Translate natural language into precise, executable Cypher queries — autonomously, accurately, and with self-correcting capabilities.
The Autonomous Cypher Agent is an advanced, self-healing pipeline that bridges the gap between natural language and complex Neo4j graph database queries.
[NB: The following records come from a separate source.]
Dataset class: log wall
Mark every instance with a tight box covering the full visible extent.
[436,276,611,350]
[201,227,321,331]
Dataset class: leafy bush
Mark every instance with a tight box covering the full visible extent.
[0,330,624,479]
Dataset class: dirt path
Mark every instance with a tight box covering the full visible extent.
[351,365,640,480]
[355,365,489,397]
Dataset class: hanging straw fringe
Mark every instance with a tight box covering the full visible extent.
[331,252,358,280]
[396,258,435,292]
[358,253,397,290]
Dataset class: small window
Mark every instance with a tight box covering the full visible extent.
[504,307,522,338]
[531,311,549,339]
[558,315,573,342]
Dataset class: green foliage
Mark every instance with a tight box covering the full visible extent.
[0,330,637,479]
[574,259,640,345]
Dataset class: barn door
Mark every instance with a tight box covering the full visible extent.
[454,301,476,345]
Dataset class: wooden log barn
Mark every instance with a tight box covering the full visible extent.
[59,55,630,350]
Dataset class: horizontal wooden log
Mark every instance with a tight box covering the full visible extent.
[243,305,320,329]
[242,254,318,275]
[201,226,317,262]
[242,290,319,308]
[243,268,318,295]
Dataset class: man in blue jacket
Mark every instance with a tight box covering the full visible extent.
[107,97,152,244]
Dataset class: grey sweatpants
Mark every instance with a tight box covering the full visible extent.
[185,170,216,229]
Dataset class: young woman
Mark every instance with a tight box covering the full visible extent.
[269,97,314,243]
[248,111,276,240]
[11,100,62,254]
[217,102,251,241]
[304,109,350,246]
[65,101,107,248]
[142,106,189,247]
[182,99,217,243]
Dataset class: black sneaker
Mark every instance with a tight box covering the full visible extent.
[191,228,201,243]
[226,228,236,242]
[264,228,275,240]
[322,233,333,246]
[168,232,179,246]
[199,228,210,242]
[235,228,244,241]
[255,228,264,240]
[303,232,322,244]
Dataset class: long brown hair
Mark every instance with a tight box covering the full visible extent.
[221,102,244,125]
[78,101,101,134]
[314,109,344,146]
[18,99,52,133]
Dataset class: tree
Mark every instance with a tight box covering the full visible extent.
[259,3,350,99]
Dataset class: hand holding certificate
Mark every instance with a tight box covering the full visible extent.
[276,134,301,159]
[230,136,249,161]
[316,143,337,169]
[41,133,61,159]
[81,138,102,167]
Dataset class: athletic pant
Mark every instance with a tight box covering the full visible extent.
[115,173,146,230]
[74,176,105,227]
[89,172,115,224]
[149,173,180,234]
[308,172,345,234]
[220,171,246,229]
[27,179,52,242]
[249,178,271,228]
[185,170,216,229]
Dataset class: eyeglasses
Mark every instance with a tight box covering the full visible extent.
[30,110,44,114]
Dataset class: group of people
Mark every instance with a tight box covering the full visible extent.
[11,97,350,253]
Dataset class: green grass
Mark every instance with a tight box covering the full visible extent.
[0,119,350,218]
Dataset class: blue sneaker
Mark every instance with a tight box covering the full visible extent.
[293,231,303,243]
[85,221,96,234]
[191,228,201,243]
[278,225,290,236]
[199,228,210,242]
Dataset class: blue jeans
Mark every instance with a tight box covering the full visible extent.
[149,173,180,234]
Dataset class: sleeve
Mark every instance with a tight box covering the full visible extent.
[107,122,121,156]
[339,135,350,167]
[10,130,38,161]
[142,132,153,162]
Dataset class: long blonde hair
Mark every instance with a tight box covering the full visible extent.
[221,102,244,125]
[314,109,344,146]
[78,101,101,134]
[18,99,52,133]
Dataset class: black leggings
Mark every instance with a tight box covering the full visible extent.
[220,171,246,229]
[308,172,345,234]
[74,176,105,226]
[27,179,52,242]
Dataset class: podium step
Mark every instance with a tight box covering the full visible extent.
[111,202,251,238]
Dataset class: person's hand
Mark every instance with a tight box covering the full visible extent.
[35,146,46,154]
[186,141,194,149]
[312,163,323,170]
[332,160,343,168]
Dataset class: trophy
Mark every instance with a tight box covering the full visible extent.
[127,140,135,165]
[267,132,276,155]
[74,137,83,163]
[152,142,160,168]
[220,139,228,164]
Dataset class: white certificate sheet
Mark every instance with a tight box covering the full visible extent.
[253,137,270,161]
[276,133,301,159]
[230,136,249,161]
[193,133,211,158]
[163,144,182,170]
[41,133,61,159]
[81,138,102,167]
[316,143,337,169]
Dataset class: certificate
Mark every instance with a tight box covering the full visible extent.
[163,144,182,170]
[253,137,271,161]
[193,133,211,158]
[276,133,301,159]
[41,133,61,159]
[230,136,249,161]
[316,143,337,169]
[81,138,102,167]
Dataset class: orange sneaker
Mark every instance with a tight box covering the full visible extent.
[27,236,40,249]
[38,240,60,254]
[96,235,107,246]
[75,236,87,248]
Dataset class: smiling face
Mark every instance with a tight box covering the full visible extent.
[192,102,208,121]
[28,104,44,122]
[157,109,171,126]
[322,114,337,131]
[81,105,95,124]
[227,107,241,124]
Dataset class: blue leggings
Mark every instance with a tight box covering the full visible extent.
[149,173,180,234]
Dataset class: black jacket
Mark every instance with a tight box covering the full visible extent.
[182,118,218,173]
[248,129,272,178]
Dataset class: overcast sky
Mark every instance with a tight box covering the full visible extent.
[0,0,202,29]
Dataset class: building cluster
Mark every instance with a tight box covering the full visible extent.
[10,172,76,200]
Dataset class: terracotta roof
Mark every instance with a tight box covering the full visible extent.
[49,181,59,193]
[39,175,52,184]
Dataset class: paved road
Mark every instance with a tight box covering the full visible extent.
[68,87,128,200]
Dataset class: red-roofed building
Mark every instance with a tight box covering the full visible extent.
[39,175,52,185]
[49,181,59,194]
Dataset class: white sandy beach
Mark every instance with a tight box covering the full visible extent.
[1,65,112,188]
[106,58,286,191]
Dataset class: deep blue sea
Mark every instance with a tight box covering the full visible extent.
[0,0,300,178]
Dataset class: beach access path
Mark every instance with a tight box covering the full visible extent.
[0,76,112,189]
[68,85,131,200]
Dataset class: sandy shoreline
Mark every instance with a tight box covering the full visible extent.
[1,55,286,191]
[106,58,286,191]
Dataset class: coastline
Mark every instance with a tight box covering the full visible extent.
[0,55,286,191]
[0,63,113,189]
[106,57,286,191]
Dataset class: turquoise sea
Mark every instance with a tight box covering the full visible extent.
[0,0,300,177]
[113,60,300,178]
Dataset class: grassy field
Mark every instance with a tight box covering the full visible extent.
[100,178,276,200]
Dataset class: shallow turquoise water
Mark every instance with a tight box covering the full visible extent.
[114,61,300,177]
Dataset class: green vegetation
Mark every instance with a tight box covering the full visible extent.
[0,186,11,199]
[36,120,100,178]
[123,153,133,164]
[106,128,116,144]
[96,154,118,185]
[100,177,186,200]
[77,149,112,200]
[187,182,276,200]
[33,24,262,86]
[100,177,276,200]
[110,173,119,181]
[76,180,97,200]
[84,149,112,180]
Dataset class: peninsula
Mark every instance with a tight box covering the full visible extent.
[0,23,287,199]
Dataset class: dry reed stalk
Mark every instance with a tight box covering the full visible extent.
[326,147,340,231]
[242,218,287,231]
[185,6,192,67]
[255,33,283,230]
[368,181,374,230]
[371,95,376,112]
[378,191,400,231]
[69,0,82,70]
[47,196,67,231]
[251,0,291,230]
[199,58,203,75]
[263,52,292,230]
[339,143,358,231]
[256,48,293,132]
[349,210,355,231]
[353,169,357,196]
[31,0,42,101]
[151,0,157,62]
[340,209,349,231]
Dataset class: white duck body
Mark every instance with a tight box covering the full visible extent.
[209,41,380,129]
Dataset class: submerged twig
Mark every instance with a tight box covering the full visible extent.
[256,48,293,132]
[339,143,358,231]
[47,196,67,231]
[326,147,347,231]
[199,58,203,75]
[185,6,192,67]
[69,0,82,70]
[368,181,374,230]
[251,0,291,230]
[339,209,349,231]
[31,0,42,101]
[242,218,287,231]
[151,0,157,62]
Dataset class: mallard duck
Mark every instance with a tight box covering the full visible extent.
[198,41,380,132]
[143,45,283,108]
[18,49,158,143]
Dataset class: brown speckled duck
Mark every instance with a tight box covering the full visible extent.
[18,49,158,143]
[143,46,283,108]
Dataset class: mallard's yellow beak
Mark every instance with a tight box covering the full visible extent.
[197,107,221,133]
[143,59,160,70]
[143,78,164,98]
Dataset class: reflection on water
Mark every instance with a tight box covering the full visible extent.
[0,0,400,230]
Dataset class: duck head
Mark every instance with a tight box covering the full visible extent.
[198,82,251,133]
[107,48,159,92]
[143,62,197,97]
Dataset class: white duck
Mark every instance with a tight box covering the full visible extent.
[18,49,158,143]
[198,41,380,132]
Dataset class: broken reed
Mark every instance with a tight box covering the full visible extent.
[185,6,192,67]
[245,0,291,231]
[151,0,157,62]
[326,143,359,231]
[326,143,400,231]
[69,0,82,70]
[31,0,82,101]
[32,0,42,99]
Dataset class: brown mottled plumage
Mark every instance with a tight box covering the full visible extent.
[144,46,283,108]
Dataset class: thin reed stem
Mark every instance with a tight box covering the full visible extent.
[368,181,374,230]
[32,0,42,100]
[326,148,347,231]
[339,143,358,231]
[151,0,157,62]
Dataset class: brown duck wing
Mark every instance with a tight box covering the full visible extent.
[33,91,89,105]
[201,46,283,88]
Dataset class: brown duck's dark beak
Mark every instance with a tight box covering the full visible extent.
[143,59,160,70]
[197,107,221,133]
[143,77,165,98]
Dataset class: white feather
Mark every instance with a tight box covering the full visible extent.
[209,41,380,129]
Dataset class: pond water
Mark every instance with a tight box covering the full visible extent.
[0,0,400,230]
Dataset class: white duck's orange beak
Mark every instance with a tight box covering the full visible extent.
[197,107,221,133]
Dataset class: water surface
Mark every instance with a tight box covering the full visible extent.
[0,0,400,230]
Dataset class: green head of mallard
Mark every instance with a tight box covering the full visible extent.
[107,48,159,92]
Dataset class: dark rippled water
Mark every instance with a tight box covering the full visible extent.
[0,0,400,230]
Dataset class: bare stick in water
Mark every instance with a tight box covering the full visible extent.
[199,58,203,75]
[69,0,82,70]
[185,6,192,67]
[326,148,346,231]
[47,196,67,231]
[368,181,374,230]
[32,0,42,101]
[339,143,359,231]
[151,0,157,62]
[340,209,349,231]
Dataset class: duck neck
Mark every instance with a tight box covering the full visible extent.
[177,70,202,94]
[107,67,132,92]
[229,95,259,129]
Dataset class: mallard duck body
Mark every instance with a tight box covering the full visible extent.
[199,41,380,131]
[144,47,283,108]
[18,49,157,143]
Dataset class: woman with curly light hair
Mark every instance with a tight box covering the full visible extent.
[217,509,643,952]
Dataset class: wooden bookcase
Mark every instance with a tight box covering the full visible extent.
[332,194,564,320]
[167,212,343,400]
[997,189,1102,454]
It was built specifically for the Internet Yellow Pages (IYP) (https://github.com/InternetHealthReport/internet-yellow-pages) knowledge graph — a large-scale graph database mapping AS numbers, IP prefixes, domain names, IXPs, countries, rankings, and their interconnections across the global internet infrastructure.
Unlike standard Text-to-Cypher generators, this agent:
- 🔍 Grounds every query in a verified schema (
IYP_doc.md) to prevent hallucinated nodes, relationships, or properties - 🧩 Decomposes complex questions into sequential sub-tasks using a Plan-and-Solve strategy (inspired by arXiv:2312.11242)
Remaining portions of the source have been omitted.